Gig workers deliver medicine and groceries to homes, the open letter notes.
Clemens said Assembly Bill 5 could also get in the way of ramping up medical personnel and supplies needed to combat the coronavirus. He added the economic downturn caused by the coronavirus is creating more support for the suspension of Assembly Bill 5.
The letter states that “blocking work that is needed and impoverishing workers laid-off from other jobs are not the intentions of AB-5, but the law is having these unintended consequences and needs to be suspended.”
Republican California State Assemblyman Kevin Kiley has also sent a letter to Newsom urging him to suspend the bill to “ease the negative economic impacts of the pandemic.”
“This recent transformation in California labor law,” Kiley said, “has in some circumstances made the provision of care more difficult for physician assistants, home health providers, elder aides, and other professionals.”
Kiley argues Newsom can suspend the Assembly Bill 5 because the California Emergency Services Act allows the governor to “suspend any regulatory statue” he determines “would in any way prevent, hinder, or delay the mitigation of the effects of the emergency.”
The 151 scholars argue in their open letter, published last week, that gig workers could take jobs needed to mitigate the effects of the emergency. They add that employers will be cautious of hiring employees to traditional long-term jobs in an uncertain economy.
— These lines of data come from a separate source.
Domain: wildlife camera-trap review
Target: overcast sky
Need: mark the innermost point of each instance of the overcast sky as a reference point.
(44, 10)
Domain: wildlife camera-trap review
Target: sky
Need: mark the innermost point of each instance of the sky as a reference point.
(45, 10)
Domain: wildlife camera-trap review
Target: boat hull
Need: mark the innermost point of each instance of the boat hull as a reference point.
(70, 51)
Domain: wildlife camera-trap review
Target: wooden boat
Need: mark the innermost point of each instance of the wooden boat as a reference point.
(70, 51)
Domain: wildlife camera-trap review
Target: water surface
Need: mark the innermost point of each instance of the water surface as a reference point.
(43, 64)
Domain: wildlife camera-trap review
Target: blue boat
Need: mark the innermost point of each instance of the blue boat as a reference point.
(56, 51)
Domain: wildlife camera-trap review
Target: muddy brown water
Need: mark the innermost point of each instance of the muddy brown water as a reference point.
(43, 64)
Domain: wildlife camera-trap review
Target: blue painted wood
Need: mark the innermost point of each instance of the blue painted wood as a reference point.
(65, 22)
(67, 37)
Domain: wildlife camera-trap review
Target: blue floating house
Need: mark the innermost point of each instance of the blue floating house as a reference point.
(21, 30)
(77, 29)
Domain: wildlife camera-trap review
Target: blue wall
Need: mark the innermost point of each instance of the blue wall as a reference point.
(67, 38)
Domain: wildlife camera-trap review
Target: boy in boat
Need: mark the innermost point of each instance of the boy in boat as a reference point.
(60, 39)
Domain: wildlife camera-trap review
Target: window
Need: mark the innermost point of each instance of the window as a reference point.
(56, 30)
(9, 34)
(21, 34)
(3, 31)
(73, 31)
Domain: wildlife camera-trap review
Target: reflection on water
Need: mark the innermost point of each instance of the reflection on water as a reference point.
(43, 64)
The letter was organized by the Independent Institute, a “non-profit, non-partisan, public-policy research and educational organization.”
Last week, California rolled out the Pandemic Unemployment Assistance Program to aid independent contractors and the self-employed during the recession.
On Friday, it was also announced lawmakers had reached an agreement with music groups and unions on an amendment to Assembly Bill 5, which would exempt some musicians from the law.